Some gut cells slow down metabolism, accelerate cardiovascular disease: Study
Researchers have discovered how specific cells in the guts of mice slow down metabolism and eventually contribute to obesity, diabetes, hypertension and atherosclerosis. The findings, scientists say, could have important implications for the prevention and treatment of these kinds of metabolic diseases in humans. The study was funded by the National Heart, Lung, and Blood Institute (NHLBI), part of the National Institutes of Health and appears in the journal Nature.

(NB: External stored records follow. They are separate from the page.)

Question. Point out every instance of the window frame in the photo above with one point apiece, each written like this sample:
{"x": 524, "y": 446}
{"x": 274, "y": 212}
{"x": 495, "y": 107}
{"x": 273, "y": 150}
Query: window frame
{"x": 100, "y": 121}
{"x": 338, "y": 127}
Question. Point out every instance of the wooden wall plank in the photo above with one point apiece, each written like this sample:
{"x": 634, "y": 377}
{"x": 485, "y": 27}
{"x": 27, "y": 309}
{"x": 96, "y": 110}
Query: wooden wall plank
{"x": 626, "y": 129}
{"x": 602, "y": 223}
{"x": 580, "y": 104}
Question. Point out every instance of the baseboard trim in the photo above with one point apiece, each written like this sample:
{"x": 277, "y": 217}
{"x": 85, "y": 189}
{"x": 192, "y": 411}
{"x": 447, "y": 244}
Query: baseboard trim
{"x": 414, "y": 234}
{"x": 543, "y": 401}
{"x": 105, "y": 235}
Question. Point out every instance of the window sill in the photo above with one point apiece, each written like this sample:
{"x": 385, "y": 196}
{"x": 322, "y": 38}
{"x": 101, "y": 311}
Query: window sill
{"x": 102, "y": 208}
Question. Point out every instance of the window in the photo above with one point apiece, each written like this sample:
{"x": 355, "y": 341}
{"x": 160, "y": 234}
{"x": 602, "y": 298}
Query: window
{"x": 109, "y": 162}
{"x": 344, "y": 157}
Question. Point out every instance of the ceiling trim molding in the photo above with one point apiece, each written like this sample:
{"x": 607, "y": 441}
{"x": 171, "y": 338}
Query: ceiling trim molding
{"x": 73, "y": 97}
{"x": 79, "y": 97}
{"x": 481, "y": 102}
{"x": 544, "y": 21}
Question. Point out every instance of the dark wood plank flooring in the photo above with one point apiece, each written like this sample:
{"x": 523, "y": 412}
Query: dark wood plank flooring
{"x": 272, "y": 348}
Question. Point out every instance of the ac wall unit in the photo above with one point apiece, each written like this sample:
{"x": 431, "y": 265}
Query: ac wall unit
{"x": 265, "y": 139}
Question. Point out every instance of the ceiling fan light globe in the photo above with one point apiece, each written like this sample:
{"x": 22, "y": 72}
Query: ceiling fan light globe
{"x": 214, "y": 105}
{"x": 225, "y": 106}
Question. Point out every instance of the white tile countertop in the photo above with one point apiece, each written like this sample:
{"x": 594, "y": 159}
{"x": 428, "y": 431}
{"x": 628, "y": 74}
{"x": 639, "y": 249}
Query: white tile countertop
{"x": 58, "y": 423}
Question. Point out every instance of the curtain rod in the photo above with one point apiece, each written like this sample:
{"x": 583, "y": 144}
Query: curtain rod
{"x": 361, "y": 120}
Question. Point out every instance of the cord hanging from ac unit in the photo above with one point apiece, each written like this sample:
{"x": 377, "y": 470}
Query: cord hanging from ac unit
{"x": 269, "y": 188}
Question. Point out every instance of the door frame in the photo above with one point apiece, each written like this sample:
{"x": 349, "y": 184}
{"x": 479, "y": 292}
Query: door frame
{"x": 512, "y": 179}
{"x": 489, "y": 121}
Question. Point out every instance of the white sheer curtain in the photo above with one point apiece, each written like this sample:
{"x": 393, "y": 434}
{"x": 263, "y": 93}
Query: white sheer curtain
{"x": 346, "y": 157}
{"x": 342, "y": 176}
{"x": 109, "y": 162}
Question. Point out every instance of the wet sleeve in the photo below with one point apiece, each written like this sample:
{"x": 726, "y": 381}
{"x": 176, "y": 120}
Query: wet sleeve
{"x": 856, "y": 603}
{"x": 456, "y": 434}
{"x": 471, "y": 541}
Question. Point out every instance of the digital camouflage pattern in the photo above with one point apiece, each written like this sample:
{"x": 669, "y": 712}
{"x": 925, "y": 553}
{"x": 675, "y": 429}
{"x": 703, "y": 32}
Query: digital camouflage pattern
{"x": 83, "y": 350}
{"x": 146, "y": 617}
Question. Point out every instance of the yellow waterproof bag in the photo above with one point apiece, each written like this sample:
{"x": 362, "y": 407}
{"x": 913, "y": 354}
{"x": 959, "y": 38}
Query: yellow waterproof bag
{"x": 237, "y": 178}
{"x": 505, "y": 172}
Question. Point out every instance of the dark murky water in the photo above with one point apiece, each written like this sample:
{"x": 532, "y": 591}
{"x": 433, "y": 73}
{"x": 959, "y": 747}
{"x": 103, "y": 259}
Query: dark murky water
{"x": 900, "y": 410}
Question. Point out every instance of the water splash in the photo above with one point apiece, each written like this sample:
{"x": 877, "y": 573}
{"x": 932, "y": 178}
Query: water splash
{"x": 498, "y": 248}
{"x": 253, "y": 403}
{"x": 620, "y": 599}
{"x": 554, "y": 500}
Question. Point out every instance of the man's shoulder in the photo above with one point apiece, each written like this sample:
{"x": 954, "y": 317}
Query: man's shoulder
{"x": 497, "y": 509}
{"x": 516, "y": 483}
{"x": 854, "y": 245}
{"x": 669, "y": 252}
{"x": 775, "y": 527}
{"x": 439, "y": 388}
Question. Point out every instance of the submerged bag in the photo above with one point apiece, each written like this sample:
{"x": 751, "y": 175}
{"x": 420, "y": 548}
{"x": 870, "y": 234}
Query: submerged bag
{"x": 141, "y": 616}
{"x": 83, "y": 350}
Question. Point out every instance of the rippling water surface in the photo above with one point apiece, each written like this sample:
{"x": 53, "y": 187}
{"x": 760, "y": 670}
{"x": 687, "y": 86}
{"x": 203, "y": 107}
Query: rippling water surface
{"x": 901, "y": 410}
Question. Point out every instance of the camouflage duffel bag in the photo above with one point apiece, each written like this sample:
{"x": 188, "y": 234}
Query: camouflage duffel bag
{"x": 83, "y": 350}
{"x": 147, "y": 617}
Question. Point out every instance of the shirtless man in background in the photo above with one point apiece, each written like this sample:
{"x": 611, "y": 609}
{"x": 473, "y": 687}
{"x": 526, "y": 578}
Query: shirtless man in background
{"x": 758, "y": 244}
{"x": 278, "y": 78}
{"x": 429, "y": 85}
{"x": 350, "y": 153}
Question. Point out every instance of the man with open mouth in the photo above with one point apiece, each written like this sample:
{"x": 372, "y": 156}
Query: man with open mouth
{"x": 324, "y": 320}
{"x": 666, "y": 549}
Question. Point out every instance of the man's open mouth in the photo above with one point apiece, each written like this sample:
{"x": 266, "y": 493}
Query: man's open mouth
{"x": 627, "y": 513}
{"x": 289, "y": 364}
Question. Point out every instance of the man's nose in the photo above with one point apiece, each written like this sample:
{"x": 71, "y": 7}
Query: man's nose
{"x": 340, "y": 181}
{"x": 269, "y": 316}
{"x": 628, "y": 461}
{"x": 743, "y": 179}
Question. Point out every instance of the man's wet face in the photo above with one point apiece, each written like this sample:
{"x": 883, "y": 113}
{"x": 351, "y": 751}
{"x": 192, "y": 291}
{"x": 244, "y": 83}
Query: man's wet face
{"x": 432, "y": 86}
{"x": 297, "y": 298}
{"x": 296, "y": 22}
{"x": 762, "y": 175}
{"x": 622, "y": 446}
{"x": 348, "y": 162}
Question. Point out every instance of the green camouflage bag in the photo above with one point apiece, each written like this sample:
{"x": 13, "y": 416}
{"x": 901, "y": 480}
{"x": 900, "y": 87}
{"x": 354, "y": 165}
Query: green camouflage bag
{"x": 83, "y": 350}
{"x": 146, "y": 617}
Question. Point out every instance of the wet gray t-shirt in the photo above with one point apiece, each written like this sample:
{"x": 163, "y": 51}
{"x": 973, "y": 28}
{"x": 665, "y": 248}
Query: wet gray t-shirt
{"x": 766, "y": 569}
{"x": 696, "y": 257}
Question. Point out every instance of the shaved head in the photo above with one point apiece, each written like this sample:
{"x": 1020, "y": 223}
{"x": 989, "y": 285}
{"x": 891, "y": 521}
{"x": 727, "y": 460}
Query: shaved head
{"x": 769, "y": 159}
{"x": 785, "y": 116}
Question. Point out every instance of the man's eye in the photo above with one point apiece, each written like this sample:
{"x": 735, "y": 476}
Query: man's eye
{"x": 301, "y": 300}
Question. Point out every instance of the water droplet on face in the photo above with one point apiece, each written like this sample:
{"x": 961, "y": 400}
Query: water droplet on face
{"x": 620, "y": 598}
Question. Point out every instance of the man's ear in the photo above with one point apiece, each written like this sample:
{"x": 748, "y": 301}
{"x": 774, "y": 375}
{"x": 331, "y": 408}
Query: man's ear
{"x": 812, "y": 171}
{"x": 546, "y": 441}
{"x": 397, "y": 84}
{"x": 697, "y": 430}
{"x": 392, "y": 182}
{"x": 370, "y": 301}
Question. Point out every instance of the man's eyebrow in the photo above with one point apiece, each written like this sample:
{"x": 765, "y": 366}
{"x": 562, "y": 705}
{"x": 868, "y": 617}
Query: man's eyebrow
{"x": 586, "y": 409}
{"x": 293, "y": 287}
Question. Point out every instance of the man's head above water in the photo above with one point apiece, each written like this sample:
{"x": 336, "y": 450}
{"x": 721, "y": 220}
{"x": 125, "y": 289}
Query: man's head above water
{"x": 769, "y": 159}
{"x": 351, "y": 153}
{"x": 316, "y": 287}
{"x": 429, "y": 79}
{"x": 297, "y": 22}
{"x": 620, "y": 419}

The cells are called intraepithelial T lymphocytes (or natural IELs), and when they are not present, researchers discovered, the metabolism of mice goes into overdrive.
When natural IELs are present, however, the researchers found that they limit the availability of a type of hormones, incretin GLP-1, that help speed up metabolism. By limiting GLP-1, the natural IELs, in effect, slow down the body’s metabolism and conserve the energy it gets from food.
Over millions of years of evolution, this efficient use of energy provided an essential advantage: when food was scarce, organisms stored rather than burn some of the ingested energy, and they survived longer.
Swirski’s research could eventually shed light on how to prevent and treat cardiovascular disease and other related ailments in humans. The first step is to determine the number and variations of natural IELs in people, then answer key questions. Do individuals with low numbers of IELs get protected against cardiovascular disease? Could blocking IELs reduce their risks?